Odysseus feels much more like a villain in this book than a hero. His boasting, all-or-nothing attitude, and merciless sword don't make him the most compelling of characters in this scene. He could have diffused the entire situation by exposing himself as Odysseus, perhaps killing the suitors that he truly felt deserved to die, and harshly threatening all of the rest. He's already a legend, a heroic story told to everyone about the fall of Troy, a formidable figure, not to mention a king. His threat would probably be worth quite a lot to these men. The death toll required to get Odysseus home is easily in the hundreds by this point.

The suitors did not have my sympathy, that much is for certain. But neither did Odysseus really by this point, and it was also the first time that I felt that Athena's help was really unnecessary. The battle was completely rigged and still Odysseus pretended numerous times that the suitors had some sort of other option. They suitors never really got a chance to defend their actions, which I would have actually been interested in reading.

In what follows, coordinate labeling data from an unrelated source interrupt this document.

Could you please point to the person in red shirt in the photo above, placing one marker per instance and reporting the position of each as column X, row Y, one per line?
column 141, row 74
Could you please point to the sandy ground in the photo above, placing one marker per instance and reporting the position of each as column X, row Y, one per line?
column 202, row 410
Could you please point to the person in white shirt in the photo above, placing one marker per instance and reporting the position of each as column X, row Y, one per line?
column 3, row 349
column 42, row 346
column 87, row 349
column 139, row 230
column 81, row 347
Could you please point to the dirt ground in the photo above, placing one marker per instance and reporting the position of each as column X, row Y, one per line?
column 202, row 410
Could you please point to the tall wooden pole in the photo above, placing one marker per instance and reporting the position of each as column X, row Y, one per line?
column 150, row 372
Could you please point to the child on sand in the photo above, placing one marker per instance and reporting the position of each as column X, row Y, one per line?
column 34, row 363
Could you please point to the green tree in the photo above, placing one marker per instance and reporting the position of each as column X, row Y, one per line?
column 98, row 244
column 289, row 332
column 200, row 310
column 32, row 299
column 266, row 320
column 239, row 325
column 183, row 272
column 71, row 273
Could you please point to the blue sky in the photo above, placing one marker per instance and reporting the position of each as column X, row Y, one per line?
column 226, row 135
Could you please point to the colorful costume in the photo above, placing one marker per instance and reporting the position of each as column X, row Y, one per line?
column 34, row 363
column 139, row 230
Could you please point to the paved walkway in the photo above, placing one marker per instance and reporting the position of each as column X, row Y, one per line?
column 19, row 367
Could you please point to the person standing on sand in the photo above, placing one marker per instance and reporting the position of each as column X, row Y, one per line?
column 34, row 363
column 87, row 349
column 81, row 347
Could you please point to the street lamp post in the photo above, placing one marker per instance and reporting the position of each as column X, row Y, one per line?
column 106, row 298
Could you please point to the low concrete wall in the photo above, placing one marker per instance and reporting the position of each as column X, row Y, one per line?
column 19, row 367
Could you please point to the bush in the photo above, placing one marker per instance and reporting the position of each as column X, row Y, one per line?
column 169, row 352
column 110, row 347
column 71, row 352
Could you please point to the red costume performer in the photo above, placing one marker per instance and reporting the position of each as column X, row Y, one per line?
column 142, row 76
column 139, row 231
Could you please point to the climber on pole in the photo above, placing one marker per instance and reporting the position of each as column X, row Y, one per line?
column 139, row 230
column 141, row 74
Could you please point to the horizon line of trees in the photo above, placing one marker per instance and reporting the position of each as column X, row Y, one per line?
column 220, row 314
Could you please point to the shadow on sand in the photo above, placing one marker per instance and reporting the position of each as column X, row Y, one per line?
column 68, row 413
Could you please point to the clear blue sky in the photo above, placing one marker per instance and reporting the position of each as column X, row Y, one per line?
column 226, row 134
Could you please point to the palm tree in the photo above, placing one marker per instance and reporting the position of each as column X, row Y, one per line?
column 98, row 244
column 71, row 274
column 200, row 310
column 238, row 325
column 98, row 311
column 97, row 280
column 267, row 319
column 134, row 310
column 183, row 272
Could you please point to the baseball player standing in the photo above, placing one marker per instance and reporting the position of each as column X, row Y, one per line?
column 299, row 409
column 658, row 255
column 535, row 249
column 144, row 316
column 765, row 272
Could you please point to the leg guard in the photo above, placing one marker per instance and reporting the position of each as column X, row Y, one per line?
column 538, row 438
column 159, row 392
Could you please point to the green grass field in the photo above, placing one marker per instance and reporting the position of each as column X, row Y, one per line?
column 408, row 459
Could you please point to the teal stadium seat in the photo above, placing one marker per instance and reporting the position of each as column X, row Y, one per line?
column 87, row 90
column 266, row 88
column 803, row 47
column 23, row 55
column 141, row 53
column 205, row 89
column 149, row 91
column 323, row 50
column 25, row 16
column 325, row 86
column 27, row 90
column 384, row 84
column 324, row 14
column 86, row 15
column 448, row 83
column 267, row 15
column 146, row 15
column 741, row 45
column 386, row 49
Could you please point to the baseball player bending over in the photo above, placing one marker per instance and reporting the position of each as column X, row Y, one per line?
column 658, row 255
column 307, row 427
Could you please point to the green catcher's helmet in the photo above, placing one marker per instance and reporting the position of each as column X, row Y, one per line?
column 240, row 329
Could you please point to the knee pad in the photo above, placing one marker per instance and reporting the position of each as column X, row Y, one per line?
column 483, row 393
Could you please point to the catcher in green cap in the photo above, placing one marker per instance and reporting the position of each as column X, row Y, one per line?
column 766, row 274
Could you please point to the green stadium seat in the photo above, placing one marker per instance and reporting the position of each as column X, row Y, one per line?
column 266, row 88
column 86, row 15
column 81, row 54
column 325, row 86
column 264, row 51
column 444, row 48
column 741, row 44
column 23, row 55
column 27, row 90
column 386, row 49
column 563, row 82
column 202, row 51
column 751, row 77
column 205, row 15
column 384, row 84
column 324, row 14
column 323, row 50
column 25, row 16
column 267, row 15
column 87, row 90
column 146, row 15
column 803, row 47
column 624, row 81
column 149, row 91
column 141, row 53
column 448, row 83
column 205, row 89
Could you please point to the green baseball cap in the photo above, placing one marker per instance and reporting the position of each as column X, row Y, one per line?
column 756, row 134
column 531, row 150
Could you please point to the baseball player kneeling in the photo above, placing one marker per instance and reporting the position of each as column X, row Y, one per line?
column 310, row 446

Am I cutting the suitors too much slack? I feel like I kind of did that a bit in my last post. It's fun contemplating the other side of the fight, and this was certainly a very good chapter for it.

1 comment:

  1. Leodes is maybe the most disturbing of these, as he's not lying when he claims that he's had qualms about the suitors--we see him express these in the previous book. It's not to say he's totally innocent, and there is a definite guilt-by-association going on here (i.e. we don't talk about Antinous or Eurymachus as villains but "the suitors" as an undifferentiated group). The logic of mass guilt is troubling to our modern ethical/legal sensibilities, but I would point out that it is also the logic of war, and Odysseus is a warrior. He sacks Troy, and (20 yrs later) returns to sack his own palace.